Selon Ousmane Gaoual Diallo, les autorités ont engagé des actions d’envergure, allant jusqu’à mobiliser les acteurs bancaires et économiques afin de recueillir leurs analyses. « Au-delà de cela, des acteurs bancaires et économiques ont été mobilisés pour donner leur point de vue », a-t-il expliqué.

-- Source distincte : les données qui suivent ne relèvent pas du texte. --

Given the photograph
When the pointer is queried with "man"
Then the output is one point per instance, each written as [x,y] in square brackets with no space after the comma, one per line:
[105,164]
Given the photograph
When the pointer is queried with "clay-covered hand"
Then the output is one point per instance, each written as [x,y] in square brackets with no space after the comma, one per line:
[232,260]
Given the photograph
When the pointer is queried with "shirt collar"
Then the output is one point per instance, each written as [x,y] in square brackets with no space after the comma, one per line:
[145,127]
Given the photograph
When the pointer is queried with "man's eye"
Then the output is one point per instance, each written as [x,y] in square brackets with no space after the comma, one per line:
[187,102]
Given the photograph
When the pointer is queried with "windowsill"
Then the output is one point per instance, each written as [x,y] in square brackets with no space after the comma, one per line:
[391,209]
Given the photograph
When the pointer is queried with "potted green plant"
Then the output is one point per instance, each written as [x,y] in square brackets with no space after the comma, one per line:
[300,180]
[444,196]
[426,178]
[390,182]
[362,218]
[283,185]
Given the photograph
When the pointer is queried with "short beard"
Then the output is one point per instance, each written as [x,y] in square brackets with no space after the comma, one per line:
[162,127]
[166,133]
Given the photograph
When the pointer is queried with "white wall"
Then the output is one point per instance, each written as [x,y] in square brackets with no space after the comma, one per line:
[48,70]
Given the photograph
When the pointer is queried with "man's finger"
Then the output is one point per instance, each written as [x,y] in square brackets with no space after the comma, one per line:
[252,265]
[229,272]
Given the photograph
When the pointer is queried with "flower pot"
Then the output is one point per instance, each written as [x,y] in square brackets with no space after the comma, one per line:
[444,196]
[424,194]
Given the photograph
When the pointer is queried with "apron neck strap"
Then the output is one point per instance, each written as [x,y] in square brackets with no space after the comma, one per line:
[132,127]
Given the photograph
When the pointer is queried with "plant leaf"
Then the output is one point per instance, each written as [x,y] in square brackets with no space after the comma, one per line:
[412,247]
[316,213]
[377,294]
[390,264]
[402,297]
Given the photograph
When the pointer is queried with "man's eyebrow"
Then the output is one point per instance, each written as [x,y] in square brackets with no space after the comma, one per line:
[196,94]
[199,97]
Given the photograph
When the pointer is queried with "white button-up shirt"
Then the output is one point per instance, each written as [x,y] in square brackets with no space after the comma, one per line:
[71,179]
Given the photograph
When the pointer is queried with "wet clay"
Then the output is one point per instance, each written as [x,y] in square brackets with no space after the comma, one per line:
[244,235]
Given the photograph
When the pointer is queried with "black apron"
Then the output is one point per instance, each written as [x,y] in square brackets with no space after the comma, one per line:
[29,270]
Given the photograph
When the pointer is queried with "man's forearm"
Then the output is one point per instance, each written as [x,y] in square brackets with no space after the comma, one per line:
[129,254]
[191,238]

Le ministre souligne que les efforts fournis sont « considérables » et même « inédits ». « Nous avons comparé la mise à disposition de liquidités entre le premier trimestre 2025 et celui de 2026. En 2025, pour les trois premiers mois de l’année, 66 milliards GNF ont été injectés en cash », a-t-il précisé.
Pour la même période en 2026, près de 900 milliards GNF ont été débloqués au profit des banques, selon lui. « C’est quelque chose d’étonnant. Près de 1 000 milliards GNF ont été mis à disposition des banques, et on continue à dire qu’il y a une difficulté de circulation de l’argent. Cela signifie que l’argent est quelque part. Nous invitons les détenteurs de liquidités à les remettre en circulation », a-t-il lancé, sur un ton ironique.
Les causes de la crise
Pour le porte-parole du gouvernement, plusieurs facteurs expliquent cette crise de liquidité. Le premier est la thésaurisation. « Lorsque des acteurs économiques préfèrent garder l’argent en dehors du circuit bancaire, cela crée une tension sur le cash », a-t-il indiqué.
Il évoque également un facteur psychologique : « Il y a un phénomène où l’on répète qu’il n’y a pas d’argent. Les banques ont pris des mesures pour limiter les décaissements, parfois à environ 1 million GNF par jour. Mais ce n’est pas là le véritable problème », a-t-il estimé.
Selon lui, la crise concerne surtout les grosses transactions en espèces : « Il s’agit principalement d’opérations de 500 millions, 1 milliard ou 2 milliards GNF en cash. » Le ministre met aussi en cause l’usage massif du liquide dans certains secteurs, notamment l’orpaillage.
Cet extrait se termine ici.